Dalam orasi berjudul ”Penerapan Teknologi Nonkonvensional dalam Ekstraksi Komponen Utama Atsiri dan Produk Turunannya di Indonesia”, Anny Sulaswatty mengungkapkan pentingnya memperluas penerapan penelitian fraksinasi, pemurnian, serta perbaikan teknologi ekstraksi untuk meningkatkan nilai jual produk minyak atsiri.
”Riset dan pengembangan teknologi non-konvensional perlu diarahkan untuk meningkatkan nilai tambah minyak asiri Indonesia sebagai bahan baku pembuatan produk pangan, food additives, serta perasa makanan,” ungkap Anny.
Dia menjelaskan pemanfaatan teknologi nonkonvensional perlu diimplementasikan melalui kerja sama dengan industri, salah satunya telah dilakukan pengembangan green-additives berbasis turunan minyak asiri yang dapat menurunkan kadar air dalam solar hingga 15 persen dan menghemat bahan bakar hingga 8 persen.
Sementara Ignasius Dwi Atmana Sutapa, lewat orasi ”Pengembangan Instalasi Pengolahan Air Gambut (IPAG60) sebagai Sarana Pemenuhan Hak Dasar Masyarakat atas Air di Daerah Gambut”, mengungkapkan, ketiadaan sumber air bersih serta kurangnya pengetahuan mengenai dampaknya terhadap kesehatan memaksa masyarakat yang tinggal di wilayah gambut menggunakan air gambut untuk memenuhi kebutuhan sehari-hari.

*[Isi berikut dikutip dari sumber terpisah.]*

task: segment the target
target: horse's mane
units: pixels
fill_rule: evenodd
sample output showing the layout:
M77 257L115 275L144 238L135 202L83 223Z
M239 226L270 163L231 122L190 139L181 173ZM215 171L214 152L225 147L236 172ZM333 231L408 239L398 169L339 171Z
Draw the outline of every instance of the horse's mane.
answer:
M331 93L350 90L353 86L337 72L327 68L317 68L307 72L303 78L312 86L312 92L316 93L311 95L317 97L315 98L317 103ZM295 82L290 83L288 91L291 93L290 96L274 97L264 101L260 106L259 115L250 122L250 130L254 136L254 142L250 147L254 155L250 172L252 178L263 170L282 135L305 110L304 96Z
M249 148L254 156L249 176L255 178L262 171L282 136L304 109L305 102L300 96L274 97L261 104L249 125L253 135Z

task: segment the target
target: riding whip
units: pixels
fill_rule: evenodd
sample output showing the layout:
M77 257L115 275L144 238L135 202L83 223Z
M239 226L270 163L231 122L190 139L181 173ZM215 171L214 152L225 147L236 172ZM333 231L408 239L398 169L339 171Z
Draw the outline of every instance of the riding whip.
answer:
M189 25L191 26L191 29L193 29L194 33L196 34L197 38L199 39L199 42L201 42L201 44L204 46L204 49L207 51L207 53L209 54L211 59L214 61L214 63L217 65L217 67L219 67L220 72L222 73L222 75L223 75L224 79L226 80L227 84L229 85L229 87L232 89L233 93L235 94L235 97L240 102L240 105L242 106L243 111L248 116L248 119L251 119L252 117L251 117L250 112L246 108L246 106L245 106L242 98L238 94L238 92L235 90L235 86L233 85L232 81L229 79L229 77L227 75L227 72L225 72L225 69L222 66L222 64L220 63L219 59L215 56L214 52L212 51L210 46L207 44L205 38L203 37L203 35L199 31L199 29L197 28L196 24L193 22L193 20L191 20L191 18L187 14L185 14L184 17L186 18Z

”IPAG60 menjadi alternatif teknologi untuk mengolah air gambut menjadi air bersih atau air minum yang memenuhi standar kesehatan,” jelasnya. IPAG60, lanjut Ignasius, dapat mengolah berbagai jenis air gambut menjadi air bersih.
IPAG60 menjadi alternatif teknologi untuk mengolah air gambut menjadi air bersih atau minum yang memenuhi standar kesehatan.
”Hasil uji terhadap kualitas air menunjukkan bahwa air produksi IPAG60 memenuhi standar air golongan A,” kata Ignasius.